As guerras do século passado, incluído o Holocausto dos judeus europeus, ensinaram várias lições ao Ocidente. A principal delas foi a abolição da doutrina da guerra. O Ocidente substituiu a destruição e humilhação do inimigo pela manutenção da sua capacidade de se recuperar, preservar a dignidade, mudar e tornar-se parceiro em vez de adversário.
O erro cometido com a Alemanha após a 1ª Guerra Mundial serviu de lição. A Alemanha pós-2ª Guerra tornou-se um foco importante do novo alinhamento ocidental. A dignidade do Japão não foi violada, e o país se tornou um leal aliado da democracia Ocidental. Foi onde o novo tipo de vitória começou, esta que não despreza a possibilidade de diálogo com o adversário de ontem.
Além disto, parece existir uma conexão firme entre a intensidade do compromisso de uma sociedade com os direitos humanos – a dignidade e a liberdade acordadas dentro do país – e a disposição dos seus soldados para eliminar o outro. Quanto maior a valorização da liberdade, menor o desejo das pessoas de dizimar o inimigo. Fica a questão de como uma sociedade justa combate inimigos que não partilham do mesmo sistema de valores, e de como redefinir o que é a vitória.

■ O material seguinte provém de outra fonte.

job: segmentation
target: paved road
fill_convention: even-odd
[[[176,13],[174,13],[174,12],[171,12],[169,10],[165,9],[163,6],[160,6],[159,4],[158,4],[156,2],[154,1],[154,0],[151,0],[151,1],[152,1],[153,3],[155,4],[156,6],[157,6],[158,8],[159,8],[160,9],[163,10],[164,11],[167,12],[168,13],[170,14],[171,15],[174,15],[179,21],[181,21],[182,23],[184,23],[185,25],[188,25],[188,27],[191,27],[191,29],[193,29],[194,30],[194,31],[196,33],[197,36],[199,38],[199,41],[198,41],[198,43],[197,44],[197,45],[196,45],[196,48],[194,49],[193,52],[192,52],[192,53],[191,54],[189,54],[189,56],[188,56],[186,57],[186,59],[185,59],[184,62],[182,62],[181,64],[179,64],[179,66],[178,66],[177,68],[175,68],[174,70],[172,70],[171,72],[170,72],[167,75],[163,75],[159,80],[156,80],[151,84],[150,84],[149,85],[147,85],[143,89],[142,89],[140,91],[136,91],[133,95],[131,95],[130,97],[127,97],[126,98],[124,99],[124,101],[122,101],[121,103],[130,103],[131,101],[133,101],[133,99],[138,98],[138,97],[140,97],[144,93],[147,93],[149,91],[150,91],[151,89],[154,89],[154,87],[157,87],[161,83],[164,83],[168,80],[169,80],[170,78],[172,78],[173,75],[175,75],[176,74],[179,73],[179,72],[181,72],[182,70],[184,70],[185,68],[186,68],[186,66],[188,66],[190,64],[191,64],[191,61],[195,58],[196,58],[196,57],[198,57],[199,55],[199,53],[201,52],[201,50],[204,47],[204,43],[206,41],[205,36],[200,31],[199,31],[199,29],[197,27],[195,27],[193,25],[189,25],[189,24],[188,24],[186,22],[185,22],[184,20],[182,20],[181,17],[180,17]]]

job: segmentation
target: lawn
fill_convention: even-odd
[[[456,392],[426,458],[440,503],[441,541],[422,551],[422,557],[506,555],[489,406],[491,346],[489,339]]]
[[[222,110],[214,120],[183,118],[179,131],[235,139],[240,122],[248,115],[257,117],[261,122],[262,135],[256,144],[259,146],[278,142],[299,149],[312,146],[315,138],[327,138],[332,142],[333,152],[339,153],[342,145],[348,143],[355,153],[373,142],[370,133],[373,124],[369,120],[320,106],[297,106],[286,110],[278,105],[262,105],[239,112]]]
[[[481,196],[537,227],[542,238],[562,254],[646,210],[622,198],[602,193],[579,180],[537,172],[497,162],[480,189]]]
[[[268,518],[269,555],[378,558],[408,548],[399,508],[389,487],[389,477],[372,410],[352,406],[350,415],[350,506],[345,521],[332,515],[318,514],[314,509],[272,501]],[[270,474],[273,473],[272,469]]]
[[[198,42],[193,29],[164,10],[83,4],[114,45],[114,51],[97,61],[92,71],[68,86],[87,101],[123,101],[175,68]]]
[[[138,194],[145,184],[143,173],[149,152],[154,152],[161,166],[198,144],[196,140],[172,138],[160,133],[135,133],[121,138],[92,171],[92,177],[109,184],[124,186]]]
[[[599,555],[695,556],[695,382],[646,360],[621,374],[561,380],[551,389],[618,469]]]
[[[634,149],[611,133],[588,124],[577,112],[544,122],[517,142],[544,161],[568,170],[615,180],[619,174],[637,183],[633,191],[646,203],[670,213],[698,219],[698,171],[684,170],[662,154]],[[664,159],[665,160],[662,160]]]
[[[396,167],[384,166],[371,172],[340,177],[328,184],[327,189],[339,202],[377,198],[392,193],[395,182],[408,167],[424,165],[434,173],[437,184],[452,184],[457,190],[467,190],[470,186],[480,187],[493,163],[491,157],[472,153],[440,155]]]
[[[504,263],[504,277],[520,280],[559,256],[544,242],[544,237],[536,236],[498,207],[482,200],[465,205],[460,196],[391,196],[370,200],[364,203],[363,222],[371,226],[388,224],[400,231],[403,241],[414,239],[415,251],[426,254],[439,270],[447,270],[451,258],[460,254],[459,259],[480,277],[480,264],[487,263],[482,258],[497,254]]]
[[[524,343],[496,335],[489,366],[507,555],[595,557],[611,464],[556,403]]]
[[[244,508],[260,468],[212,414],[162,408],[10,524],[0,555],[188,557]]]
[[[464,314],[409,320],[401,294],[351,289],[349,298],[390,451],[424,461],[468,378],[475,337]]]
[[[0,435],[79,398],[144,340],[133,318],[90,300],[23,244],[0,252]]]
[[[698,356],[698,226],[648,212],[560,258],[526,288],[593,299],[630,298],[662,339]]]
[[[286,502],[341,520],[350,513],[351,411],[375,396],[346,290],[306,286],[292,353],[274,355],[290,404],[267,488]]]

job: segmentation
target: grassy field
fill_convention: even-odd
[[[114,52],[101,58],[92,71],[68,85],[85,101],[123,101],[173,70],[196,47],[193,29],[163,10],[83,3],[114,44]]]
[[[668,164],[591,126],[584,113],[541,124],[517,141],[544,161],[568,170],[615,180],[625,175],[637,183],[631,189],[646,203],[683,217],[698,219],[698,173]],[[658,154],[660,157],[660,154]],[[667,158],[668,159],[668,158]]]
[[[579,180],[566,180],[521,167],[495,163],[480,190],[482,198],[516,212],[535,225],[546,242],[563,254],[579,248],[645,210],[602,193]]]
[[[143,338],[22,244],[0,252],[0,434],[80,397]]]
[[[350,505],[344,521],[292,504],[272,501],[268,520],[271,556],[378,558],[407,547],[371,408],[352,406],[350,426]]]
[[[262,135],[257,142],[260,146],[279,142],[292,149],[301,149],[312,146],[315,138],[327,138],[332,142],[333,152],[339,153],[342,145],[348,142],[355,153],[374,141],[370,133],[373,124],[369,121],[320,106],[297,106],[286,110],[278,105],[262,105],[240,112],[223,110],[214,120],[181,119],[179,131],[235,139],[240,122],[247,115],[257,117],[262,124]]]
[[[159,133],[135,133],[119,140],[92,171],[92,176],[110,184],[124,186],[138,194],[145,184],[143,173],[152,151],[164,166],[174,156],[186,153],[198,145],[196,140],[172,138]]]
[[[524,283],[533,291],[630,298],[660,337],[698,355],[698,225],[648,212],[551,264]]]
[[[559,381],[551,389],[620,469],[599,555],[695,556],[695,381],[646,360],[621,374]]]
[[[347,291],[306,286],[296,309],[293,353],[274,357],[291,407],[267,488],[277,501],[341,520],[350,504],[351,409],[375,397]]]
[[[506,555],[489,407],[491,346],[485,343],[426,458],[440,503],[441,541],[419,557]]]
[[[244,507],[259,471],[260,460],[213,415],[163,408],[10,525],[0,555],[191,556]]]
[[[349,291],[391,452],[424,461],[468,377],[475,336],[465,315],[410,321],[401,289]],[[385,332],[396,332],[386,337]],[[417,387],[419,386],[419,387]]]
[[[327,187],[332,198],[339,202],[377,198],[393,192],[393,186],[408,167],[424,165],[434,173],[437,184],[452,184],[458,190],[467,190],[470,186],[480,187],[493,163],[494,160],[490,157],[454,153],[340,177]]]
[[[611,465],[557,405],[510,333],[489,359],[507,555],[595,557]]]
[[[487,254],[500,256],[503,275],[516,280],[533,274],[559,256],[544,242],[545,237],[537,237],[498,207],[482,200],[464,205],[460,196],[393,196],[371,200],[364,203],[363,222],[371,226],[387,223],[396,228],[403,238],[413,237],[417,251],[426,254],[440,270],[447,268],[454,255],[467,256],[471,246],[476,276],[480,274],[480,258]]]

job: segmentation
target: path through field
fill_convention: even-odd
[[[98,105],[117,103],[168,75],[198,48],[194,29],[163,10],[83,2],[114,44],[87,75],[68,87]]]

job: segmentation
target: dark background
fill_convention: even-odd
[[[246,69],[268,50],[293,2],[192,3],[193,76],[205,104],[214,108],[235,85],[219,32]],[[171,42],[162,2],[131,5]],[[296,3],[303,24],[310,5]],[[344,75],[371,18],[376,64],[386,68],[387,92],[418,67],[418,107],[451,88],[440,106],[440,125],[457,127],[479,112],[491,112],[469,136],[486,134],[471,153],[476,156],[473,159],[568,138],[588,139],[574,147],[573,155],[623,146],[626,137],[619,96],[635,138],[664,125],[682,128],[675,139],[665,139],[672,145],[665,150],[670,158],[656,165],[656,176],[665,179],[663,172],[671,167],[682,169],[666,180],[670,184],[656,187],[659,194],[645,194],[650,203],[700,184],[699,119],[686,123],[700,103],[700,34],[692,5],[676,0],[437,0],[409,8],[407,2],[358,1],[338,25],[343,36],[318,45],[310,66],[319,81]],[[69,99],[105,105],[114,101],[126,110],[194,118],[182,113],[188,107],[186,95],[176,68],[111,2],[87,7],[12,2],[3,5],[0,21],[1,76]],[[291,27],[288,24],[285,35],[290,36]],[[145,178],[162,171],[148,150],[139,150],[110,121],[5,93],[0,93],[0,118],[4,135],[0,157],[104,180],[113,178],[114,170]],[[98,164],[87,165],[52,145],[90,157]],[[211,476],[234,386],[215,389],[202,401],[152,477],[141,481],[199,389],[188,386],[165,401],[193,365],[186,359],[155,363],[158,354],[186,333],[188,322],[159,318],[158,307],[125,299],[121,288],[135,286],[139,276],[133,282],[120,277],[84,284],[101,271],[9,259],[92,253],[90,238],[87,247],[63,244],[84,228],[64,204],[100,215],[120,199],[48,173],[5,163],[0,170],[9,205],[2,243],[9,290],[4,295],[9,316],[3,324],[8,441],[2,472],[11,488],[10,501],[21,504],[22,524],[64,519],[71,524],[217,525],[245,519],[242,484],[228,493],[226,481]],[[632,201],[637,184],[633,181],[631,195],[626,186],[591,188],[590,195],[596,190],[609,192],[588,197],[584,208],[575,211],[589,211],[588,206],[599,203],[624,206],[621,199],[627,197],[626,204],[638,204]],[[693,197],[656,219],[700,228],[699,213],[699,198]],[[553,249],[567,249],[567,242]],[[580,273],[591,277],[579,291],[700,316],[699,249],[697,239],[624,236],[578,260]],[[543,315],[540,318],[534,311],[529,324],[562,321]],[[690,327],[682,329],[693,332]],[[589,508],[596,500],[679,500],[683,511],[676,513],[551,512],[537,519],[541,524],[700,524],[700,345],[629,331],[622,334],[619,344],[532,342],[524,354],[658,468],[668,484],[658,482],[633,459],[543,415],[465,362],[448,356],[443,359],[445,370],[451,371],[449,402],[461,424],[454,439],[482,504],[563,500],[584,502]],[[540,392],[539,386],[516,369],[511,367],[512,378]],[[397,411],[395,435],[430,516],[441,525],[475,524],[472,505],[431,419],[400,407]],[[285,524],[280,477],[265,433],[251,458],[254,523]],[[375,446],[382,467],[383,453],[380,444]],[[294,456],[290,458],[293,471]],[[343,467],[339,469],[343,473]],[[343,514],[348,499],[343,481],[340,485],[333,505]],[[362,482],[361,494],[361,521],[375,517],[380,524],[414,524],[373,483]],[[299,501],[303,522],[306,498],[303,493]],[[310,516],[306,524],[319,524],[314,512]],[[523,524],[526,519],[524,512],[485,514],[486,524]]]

Acho que se o objetivo de uma guerra for a destruição do inimigo, esta será uma guerra condenada à derrota. Por razões bem conhecidas nossas, não é mais possível aniquilar nações, e nem mesmo suprimir suas aspirações à independência.
E, por razões não menos importantes, deve-se ter a esperança de que os nossos soldados não se disponham a destruir apenas pelo desejo de destruir. O objetivo de guerra moderna deve ser o de forjar o diálogo.
Caso nenhum diálogo seja estabelecido com o inimigo, a guerra terá sido uma derrota.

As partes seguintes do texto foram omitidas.